Trigger Warning: Gun Violence, Police Brutality, Racism
As the Black Lives Matter movement regained momentum last summer, calls to reform police departments across the United States also grew stronger. Many demanded that law enforcement agencies more closely reflect the demographics of communities they serve, in light of the number of White police officers who killed unarmed Black men. A new study has revealed that police officers of color, and women officers, are less likely to make stops and arrests. The first of a kind study, published Thursday in the journal Science, shows how more diversity within police departments can reduce shootings and improve how police treat Black residents, CNN reports.
Study finds police officers of color make fewer stops and arrests and use less force than white officers https://t.co/o49lixeIR1— Ram Ramgopal (@RamCNN) February 11, 2021
Jonathan Mummolo, assistant professor of politics and public affairs at Princeton University, was one of the authors of the study. "In line with the assertions of many social justice advocates, we find that officers of color and female officers are less likely to stop, arrest, or use force than their white or male counterparts," he said in an interview with the news outlet. "Especially when encountering minority civilians, when working in common circumstances. So diversity in policing yields tangible effects." The study was conducted by analyzing data from open records requests that showed race/ethnicity, language skills, daily shift assignments, and other information from 7,000 Chicago police officers. This data was matched to time-stamped, geolocated records that showed arrests, traffic stops, and use of force against civilians by those officers from 2012 to 2015.
February 12, 2021
According to the study's findings, Black police officers had 29 percent fewer stops, 21 percent fewer arrests, and 32 percent fewer instances of the use of force per shift than their White counterparts across the city of Chicago. These findings were similar for Hispanic and women officers, although the gaps were modest. Mummolo stated, "In case it wasn't already clear to some the events of the past year following the killing of George Floyd have made it undeniable that policing is one of the most pressing political and social issues of our time.
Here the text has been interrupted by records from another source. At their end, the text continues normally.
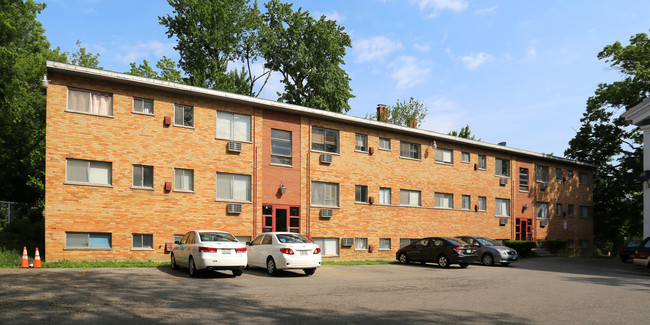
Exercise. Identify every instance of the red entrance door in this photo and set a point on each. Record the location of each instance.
(524, 229)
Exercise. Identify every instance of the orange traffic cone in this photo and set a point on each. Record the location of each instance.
(25, 261)
(37, 259)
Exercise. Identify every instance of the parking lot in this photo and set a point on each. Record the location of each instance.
(538, 291)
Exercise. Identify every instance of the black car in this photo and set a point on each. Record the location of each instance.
(441, 250)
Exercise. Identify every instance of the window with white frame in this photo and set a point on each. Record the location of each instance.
(409, 197)
(233, 187)
(361, 142)
(502, 167)
(384, 195)
(542, 210)
(143, 176)
(445, 156)
(326, 140)
(444, 200)
(466, 202)
(143, 105)
(88, 172)
(93, 102)
(142, 241)
(384, 143)
(280, 147)
(409, 150)
(87, 240)
(232, 126)
(324, 194)
(361, 193)
(501, 207)
(183, 115)
(183, 179)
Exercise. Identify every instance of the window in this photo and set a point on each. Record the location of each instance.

And there [is] no shortage of proposals for how to change policing. But, as with so many social problems, we are still lagging behind in producing credible evidence on the efficacy of many policies largely because of data constraints. We think our study offers valuable evidence that citizens and policymakers can use as they debate the way forward."
In light of the recent findings, the Chicago Police Department, which has undergone major reforms in the recent past, released a statement ensuring that it is "committed to treating all individuals with dignity and respect." "Ensuring that our officers reflect the diversity of Chicago's communities is critical to public safety and constitutional policing," the statement reads. "The Department has also expanded community immersion-based training for new recruits to learn more about the communities they serve. Additionally, as part of our ongoing reform efforts, all officers are also required to undergo implicit bias training as part of annual in-service training."
Initially, the Chicago police force was mostly White and male. Nonetheless, about half of all sworn officers today belong to minority races and more than one-fifth are female, the study shows. "Chicago is a large and racially diverse metropolis, with roughly half of residents identifying as non-White," the researchers write. "Chicago is also heavily segregated, has a history of racial tensions between residents and police, and has come under recent scrutiny for controversial aggressive policing tactics such as 'stop and frisk.'" While this study may encourage other police departments to commit to hiring more diverse recruits, those who favor abolishing police may still wish for more radical efforts in curbing violence perpetrated by police officers.